The canteen: the missing part of the school food debate


My school canteen v Southern Fried Chicken. According to The Guardian, the battlelines are being drawn. Schools are going to get the freedom to offer price promotions and compete with takeaway food outlets.

Though the scale of his success may be disputed, Jamie Oliver’s campaign has ensured that school food is a political issue.

Yet there remains a major gap in this debate: the canteen itself. When students choose to hang around in the playground with a pack of crisps they are rejecting the place as much as they are the food.

Even if, as at my school, students aren’t allowed off the premises, they can bring in crisps to eat in the playground. They know that a couple of hours later they can pick something up from one of the many takeaways they pass en-route to the bus stop. The choice exists and it’s right that schools accept this.

Even those who don’t think it’s a school’s duty to feed its students well should recognise that teachers have to deal with the results of poor diets. When I see some of my students walking to school and having a “Red Bull breakfast”, it’s unsurprising that they don’t start the day in much of a mood for work.

It is no revelation that price increases put students off food. The research cited by the Guardian suggests that a “10% increase in the price of meals triggered to a drop of between 7 and 10% in the number of students eating canteen food”. I’ve seen this in my school.

I’m sure plenty of you have just read this and felt irritated that a time of cuts to key parts of education, I’m talking about nice canteens. Yet this proposal is rooted in grim pragmatism.

The scene is probably familiar to you. Lengthy queues for food. Long tables and benches. Clinical lighting and white walls. As some schools have proven, it doesn’t take much to make this slightly more pleasant.

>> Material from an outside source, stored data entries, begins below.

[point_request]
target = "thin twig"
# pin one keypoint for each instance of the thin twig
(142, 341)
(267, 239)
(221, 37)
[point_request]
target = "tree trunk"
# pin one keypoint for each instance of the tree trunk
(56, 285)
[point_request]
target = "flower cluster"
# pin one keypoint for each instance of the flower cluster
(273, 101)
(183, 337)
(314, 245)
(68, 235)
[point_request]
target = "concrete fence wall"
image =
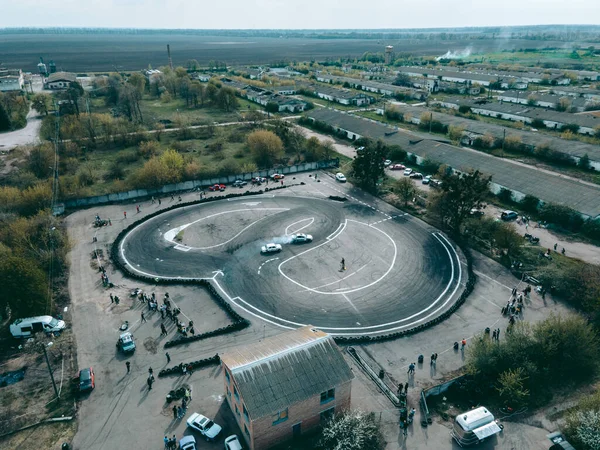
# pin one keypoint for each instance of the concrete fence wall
(189, 185)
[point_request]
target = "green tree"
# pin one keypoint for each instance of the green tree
(354, 430)
(41, 103)
(367, 167)
(405, 189)
(266, 147)
(460, 194)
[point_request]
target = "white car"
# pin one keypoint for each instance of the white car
(301, 238)
(271, 248)
(233, 443)
(204, 426)
(340, 177)
(187, 443)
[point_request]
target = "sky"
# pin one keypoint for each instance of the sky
(290, 14)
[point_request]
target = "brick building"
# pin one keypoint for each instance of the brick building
(286, 385)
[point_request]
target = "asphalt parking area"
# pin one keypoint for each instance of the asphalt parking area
(398, 272)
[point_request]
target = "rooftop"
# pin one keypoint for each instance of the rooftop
(286, 369)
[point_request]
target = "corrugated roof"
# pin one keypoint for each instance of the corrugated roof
(286, 369)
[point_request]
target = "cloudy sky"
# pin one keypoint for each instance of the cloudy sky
(294, 14)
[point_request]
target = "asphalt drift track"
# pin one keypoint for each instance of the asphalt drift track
(399, 273)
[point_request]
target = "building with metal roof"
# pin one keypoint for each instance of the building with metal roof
(285, 385)
(508, 174)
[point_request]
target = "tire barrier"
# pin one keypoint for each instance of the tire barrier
(177, 370)
(470, 285)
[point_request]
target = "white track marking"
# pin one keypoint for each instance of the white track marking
(327, 242)
(287, 229)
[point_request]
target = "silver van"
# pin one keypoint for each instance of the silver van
(22, 328)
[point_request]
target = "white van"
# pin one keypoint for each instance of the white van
(28, 326)
(473, 427)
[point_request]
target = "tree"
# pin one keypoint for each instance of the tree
(266, 147)
(368, 166)
(460, 194)
(354, 430)
(41, 103)
(405, 189)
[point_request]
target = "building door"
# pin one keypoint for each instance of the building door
(297, 430)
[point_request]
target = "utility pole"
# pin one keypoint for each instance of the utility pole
(50, 371)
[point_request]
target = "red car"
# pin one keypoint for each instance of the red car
(397, 167)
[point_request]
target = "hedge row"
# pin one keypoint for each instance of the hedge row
(176, 370)
(235, 326)
(470, 285)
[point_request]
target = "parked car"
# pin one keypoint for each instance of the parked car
(126, 343)
(233, 443)
(301, 238)
(187, 443)
(508, 215)
(217, 187)
(271, 248)
(87, 379)
(340, 177)
(204, 426)
(22, 328)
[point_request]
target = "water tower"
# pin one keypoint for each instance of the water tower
(389, 54)
(43, 71)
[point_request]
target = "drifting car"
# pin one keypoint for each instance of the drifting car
(87, 379)
(204, 426)
(233, 443)
(271, 248)
(397, 167)
(187, 443)
(301, 238)
(126, 343)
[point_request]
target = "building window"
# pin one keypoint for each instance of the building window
(327, 414)
(281, 416)
(327, 396)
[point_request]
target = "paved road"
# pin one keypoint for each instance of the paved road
(24, 136)
(399, 271)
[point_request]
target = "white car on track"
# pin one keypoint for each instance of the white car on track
(204, 426)
(301, 238)
(271, 248)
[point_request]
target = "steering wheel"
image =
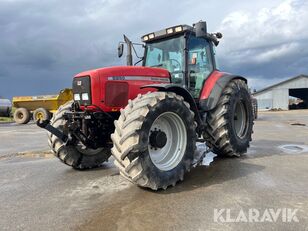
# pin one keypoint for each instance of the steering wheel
(178, 63)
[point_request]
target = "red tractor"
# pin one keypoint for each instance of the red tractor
(149, 117)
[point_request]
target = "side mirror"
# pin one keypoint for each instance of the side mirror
(201, 29)
(120, 50)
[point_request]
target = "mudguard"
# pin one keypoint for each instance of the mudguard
(212, 89)
(180, 91)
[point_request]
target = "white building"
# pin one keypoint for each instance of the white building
(277, 96)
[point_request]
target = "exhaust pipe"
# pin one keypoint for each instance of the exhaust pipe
(129, 56)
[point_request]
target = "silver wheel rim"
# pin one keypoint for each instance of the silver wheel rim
(240, 119)
(169, 156)
(87, 151)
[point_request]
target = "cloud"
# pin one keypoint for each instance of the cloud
(268, 44)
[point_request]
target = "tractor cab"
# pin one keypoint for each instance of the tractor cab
(186, 52)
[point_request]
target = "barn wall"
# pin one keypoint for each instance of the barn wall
(278, 96)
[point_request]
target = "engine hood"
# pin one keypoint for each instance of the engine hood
(127, 71)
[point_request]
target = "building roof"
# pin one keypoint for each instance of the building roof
(280, 83)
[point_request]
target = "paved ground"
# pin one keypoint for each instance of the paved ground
(21, 138)
(42, 193)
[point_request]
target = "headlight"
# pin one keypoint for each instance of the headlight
(85, 96)
(76, 97)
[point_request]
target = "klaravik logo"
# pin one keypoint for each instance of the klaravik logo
(225, 215)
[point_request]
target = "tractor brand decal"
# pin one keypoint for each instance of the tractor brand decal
(140, 78)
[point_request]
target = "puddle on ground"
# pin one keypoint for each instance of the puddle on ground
(298, 124)
(293, 148)
(209, 156)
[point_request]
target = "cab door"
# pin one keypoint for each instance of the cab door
(200, 64)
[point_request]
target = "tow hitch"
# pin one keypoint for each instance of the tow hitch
(46, 125)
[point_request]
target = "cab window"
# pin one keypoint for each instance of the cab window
(200, 64)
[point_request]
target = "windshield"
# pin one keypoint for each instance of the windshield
(167, 54)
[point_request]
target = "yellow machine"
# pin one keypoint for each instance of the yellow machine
(41, 107)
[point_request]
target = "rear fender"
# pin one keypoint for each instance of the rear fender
(212, 89)
(179, 91)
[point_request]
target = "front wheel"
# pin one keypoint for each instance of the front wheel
(76, 156)
(229, 125)
(154, 140)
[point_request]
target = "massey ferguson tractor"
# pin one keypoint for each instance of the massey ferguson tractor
(150, 117)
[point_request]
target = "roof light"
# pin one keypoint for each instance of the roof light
(178, 29)
(170, 31)
(76, 97)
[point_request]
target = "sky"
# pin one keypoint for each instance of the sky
(43, 44)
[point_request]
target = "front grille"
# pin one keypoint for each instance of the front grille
(82, 85)
(116, 94)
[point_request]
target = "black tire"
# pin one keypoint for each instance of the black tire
(41, 114)
(22, 116)
(221, 134)
(8, 112)
(71, 155)
(131, 139)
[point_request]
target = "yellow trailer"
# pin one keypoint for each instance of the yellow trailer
(40, 107)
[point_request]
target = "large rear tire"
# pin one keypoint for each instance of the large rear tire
(230, 123)
(154, 140)
(75, 156)
(22, 116)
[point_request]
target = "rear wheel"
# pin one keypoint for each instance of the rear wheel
(8, 112)
(154, 140)
(22, 116)
(76, 156)
(41, 114)
(229, 125)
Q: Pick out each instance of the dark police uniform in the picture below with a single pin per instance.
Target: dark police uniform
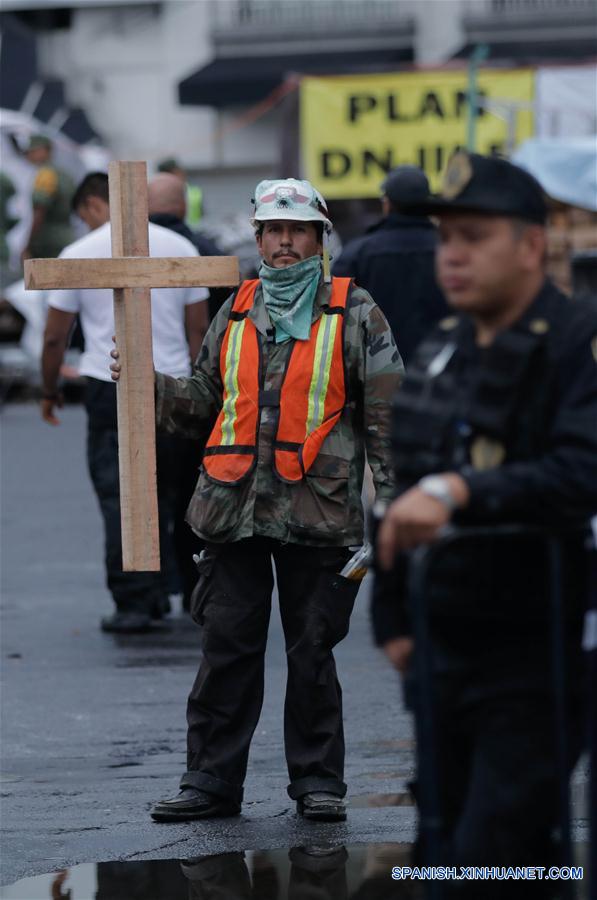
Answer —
(518, 421)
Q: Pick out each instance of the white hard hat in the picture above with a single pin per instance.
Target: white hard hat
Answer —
(289, 198)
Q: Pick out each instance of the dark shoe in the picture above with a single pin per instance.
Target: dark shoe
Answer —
(126, 623)
(321, 805)
(191, 803)
(161, 608)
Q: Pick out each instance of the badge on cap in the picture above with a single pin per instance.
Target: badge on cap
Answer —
(486, 453)
(457, 175)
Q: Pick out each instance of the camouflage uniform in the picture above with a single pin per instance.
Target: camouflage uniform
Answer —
(7, 190)
(53, 190)
(324, 509)
(306, 528)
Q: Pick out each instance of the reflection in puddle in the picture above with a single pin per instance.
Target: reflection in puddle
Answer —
(318, 872)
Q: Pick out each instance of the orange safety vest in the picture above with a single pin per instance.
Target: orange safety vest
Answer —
(310, 401)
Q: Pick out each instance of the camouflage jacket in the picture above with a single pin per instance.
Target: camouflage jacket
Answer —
(53, 190)
(325, 508)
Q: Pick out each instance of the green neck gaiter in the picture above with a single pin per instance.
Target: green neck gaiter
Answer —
(288, 295)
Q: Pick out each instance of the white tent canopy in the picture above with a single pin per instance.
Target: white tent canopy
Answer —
(566, 167)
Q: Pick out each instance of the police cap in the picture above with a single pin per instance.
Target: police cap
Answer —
(405, 185)
(486, 184)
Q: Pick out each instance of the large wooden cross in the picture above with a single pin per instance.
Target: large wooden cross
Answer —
(130, 273)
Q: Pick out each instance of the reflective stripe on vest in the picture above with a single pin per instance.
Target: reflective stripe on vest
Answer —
(311, 399)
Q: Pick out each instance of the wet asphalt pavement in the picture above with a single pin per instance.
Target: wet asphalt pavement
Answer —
(93, 727)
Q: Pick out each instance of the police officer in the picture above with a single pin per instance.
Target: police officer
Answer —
(496, 421)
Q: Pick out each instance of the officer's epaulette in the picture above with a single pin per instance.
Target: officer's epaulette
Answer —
(448, 324)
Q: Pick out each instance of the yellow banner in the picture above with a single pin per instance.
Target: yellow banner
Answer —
(355, 128)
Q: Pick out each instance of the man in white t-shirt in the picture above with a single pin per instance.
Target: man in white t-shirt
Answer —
(179, 319)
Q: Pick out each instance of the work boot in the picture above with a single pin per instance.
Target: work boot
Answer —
(321, 805)
(161, 608)
(126, 623)
(191, 803)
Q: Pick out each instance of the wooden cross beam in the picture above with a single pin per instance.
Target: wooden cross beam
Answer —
(130, 273)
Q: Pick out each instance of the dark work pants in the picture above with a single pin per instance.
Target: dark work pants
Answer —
(233, 603)
(177, 470)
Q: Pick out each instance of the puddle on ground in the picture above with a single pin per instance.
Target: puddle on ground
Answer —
(318, 872)
(321, 871)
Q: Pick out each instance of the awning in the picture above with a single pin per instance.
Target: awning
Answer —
(232, 81)
(532, 52)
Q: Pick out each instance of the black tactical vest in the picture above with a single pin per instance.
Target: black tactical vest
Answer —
(460, 405)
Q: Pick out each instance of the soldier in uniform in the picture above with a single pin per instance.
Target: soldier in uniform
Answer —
(7, 221)
(293, 385)
(53, 189)
(496, 421)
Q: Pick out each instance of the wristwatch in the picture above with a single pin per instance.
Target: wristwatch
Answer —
(437, 487)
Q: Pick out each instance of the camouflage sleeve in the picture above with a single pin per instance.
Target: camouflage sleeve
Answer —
(189, 406)
(380, 368)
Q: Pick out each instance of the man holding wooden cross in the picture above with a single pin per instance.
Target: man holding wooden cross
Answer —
(293, 385)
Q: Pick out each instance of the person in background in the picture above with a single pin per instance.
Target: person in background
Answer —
(7, 221)
(194, 194)
(53, 189)
(179, 322)
(168, 208)
(395, 261)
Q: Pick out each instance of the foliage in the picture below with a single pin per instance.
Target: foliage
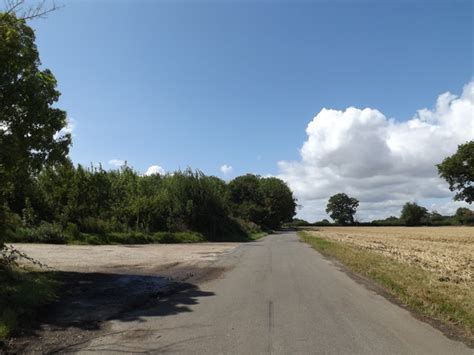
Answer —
(22, 294)
(67, 204)
(267, 202)
(458, 170)
(342, 208)
(30, 127)
(464, 216)
(413, 214)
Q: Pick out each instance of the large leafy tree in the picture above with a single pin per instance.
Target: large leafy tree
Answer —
(279, 203)
(458, 171)
(342, 208)
(30, 125)
(413, 214)
(267, 202)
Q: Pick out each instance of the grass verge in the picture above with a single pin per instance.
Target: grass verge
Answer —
(419, 289)
(22, 294)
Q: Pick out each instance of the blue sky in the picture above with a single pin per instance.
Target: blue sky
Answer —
(207, 83)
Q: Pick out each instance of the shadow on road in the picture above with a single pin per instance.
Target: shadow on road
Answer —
(87, 300)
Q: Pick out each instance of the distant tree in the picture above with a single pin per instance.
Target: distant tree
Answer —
(342, 208)
(464, 216)
(267, 202)
(29, 124)
(458, 171)
(413, 214)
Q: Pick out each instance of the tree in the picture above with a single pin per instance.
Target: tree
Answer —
(279, 203)
(464, 216)
(30, 127)
(458, 171)
(267, 202)
(342, 208)
(413, 214)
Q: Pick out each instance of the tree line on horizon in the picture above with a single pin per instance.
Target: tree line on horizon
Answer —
(44, 197)
(457, 170)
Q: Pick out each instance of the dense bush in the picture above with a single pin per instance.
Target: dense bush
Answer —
(65, 203)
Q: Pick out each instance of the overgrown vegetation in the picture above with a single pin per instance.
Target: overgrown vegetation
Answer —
(421, 290)
(65, 204)
(22, 294)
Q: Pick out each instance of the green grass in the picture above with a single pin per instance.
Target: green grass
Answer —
(420, 290)
(257, 236)
(137, 238)
(22, 294)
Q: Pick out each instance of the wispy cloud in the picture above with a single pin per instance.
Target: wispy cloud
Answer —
(226, 169)
(155, 169)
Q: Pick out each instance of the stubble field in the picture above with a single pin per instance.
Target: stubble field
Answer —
(447, 252)
(429, 269)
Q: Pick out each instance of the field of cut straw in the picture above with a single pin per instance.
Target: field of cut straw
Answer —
(430, 269)
(447, 252)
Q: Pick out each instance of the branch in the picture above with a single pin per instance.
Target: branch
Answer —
(18, 8)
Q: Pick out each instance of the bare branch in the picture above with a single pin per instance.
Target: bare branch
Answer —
(19, 8)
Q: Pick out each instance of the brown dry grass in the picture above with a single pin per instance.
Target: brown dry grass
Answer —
(430, 269)
(446, 251)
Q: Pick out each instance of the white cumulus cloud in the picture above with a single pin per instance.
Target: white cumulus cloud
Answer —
(155, 169)
(226, 169)
(117, 162)
(380, 161)
(68, 129)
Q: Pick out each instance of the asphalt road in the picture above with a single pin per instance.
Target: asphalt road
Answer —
(278, 297)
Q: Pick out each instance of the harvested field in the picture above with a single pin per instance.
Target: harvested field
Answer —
(447, 252)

Introduce a system of staggered queuing. Put something up on the walls. Turn on some music. Have round tables with proper chairs. I saw this in place recently at a school and was impressed by how much more convivial it made the atmosphere.

Lunchtime at many schools is the worst time of the day for behaviour. At my school, it’s the time when fighting and bullying are most prevalent. Such lunchtime chaos is consistently carried into afternoon lessons.

Creating a place where most students want to go and have lunch will help schools to control behaviour. Perhaps some of our frenetic teenagers might even discover the pleasure of sitting down and enjoying a conversation over a meal with their friends.